Moving forward, I would still be watching two big-name players closely in New Orleans. The immediate one is guard Jahri Evans, who has an $11 million cap hit. The second name is Drew Brees, not so much this year but in 2016. Brees will enter the final year of his contract in 2016 with a $27.6 million cap number. Brees will be 37. If the two sides cannot agree on a new deal by next year, I would anticipate that the Saints will be very open to trading Brees, who would likely still hold great value even in his late-30s. That would completely close the chapter on this era of Saints football, but it’s a move they should consider if it gets them the assets needed to turn over the organization. They won’t receive anything if they let him walk away.
The MMQB: You’ve been a cap-watcher for a while. What team, or which GM, handles the cap the best?
Fitzgerald: If I had to narrow my choices down to two teams I would select the 49ers and the Patriots. The 49ers I appreciate because everything is done on their terms. Almost every player on that team, even the stars, has large amounts of money tied into being healthy and productive, which is not common in the NFL. For instance last year Navorro Bowman missed out on $750,000 in salary because he was hurt.

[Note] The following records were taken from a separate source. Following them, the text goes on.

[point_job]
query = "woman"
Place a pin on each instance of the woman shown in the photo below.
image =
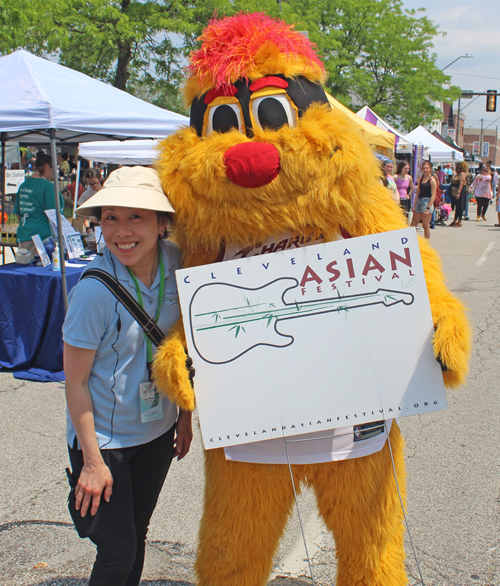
(424, 199)
(459, 191)
(481, 188)
(387, 180)
(35, 196)
(122, 434)
(404, 184)
(93, 181)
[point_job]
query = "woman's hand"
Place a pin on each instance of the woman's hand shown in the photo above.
(183, 434)
(95, 480)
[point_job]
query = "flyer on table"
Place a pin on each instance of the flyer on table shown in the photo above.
(311, 339)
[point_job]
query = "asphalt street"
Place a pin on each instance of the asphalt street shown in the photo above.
(452, 464)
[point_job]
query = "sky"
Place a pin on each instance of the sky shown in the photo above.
(472, 28)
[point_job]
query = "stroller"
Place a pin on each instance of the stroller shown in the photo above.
(443, 212)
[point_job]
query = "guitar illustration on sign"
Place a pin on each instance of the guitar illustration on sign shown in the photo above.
(250, 317)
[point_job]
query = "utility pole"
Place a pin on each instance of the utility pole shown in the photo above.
(481, 141)
(496, 142)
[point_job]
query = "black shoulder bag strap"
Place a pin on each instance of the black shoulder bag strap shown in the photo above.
(147, 323)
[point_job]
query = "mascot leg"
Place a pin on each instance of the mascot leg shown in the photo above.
(246, 510)
(359, 502)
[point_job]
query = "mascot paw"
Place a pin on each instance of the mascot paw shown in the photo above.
(452, 340)
(173, 373)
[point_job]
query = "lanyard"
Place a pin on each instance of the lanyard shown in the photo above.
(149, 345)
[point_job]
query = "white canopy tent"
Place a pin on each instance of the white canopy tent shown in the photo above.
(42, 101)
(403, 145)
(438, 151)
(136, 152)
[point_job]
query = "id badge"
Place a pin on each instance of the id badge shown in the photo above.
(151, 404)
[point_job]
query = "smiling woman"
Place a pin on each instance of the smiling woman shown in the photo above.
(122, 434)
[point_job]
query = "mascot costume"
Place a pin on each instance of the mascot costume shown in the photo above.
(267, 164)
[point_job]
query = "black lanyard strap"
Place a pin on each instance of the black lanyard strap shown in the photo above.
(147, 323)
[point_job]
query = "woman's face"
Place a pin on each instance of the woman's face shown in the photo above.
(131, 234)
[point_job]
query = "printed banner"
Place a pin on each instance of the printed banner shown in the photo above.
(311, 339)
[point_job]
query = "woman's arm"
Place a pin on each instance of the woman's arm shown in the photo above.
(95, 477)
(416, 197)
(183, 434)
(433, 190)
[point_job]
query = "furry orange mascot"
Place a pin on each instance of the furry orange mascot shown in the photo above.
(264, 161)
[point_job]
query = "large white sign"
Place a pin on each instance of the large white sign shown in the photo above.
(311, 339)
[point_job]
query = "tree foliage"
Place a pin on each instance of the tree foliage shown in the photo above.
(380, 55)
(376, 53)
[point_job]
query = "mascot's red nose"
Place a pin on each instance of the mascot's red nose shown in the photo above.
(252, 164)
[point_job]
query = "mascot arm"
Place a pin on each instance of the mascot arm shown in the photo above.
(452, 338)
(170, 371)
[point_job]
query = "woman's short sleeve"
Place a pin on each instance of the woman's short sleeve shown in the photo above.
(90, 314)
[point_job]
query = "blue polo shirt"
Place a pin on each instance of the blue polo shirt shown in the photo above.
(120, 363)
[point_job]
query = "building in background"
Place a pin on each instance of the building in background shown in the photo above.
(483, 150)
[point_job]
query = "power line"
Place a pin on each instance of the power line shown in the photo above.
(470, 75)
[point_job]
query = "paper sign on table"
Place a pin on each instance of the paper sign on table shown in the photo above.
(42, 253)
(67, 231)
(76, 243)
(311, 339)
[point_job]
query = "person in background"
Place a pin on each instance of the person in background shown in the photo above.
(69, 190)
(93, 181)
(469, 180)
(72, 163)
(387, 180)
(424, 199)
(35, 196)
(122, 433)
(481, 188)
(404, 184)
(497, 201)
(494, 177)
(64, 167)
(440, 175)
(459, 191)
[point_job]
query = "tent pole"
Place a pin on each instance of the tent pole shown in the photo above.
(60, 238)
(3, 177)
(77, 186)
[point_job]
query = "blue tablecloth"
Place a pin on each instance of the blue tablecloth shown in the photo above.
(31, 318)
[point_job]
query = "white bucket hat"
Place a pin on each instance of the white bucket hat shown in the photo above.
(128, 187)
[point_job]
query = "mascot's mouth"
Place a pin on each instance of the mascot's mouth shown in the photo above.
(252, 164)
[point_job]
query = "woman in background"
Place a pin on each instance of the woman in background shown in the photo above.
(481, 188)
(404, 184)
(459, 191)
(424, 199)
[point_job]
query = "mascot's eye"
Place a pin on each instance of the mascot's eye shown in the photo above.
(273, 112)
(224, 118)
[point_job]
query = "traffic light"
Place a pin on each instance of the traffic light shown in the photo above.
(491, 101)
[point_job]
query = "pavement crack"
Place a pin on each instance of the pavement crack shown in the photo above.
(27, 523)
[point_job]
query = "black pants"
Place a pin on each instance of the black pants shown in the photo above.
(460, 204)
(119, 528)
(482, 205)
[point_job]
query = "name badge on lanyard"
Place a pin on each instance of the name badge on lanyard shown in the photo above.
(149, 396)
(151, 404)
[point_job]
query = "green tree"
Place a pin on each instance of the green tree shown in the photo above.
(378, 54)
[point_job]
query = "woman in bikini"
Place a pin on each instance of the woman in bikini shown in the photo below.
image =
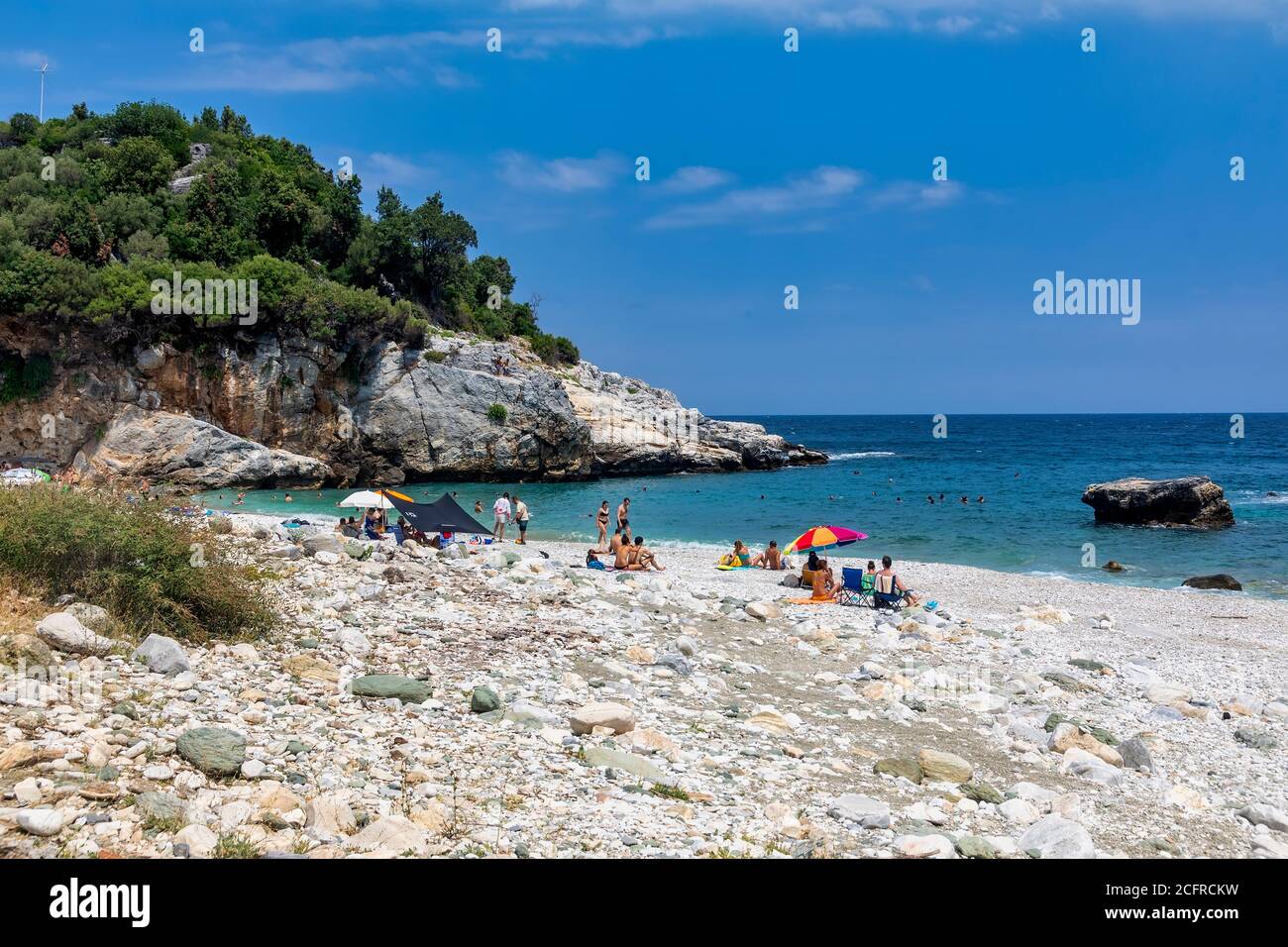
(601, 522)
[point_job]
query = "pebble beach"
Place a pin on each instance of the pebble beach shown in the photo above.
(502, 703)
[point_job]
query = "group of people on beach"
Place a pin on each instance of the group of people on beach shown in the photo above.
(742, 557)
(824, 586)
(629, 552)
(506, 510)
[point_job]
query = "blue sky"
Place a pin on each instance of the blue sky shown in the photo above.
(809, 169)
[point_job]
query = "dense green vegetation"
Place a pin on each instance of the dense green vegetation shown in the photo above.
(153, 571)
(88, 221)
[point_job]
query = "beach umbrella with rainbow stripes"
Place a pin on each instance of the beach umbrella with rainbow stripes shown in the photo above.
(823, 538)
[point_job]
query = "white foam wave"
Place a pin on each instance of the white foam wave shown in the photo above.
(855, 455)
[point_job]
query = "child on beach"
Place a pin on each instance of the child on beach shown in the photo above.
(623, 518)
(501, 515)
(520, 515)
(643, 557)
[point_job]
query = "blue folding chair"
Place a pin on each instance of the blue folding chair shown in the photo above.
(855, 587)
(889, 600)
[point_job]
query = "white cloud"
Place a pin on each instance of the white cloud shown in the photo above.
(781, 205)
(563, 175)
(29, 58)
(918, 196)
(947, 17)
(331, 64)
(393, 170)
(694, 178)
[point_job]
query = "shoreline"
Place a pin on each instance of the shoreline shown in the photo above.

But if there is one team that stands out head and shoulders above anyone else it’s New England. To have the kind of success that they have had in a salary cap era of football is incredible. While everyone deals in two- and three-year windows, this team operates in decades. What sets New England apart isn’t so much the financial acumen (the Patriots have had more than their fair share of bad deals), but their steadfast approach to valuation of a player. They don’t waver or allow themselves to be taken advantage of. They are cold as ice when it comes to their players. It goes back years, to the team cutting Lawyer Milloy on the eve of the season. No player is bigger than the organization. Whether it was Wes Welker, Randy Moss, Richard Seymour, Logan Mankins, Mike Vrabel, Deion Branch or a number of other players, the team either turned the players into draft picks or walked away without getting stuck in a bad contract. Just the fact that they would approach Tom Brady about accepting a contract that would pay him in the ballpark of $10 million a year is something to appreciate. The Patriots can also be very quietly generous with their players to build that trust with a player who performs. Last season the team reworked the contract of Sebastian Vollmer to give him a better chance of earning incentives in his contract that he missed the year before because of injury. Often they give even their practice squad players a boost in salary at the end of the year. When the time comes to ask players for a pay cut later on, I am sure that these things are remembered. They play a different game than anyone else in the NFL.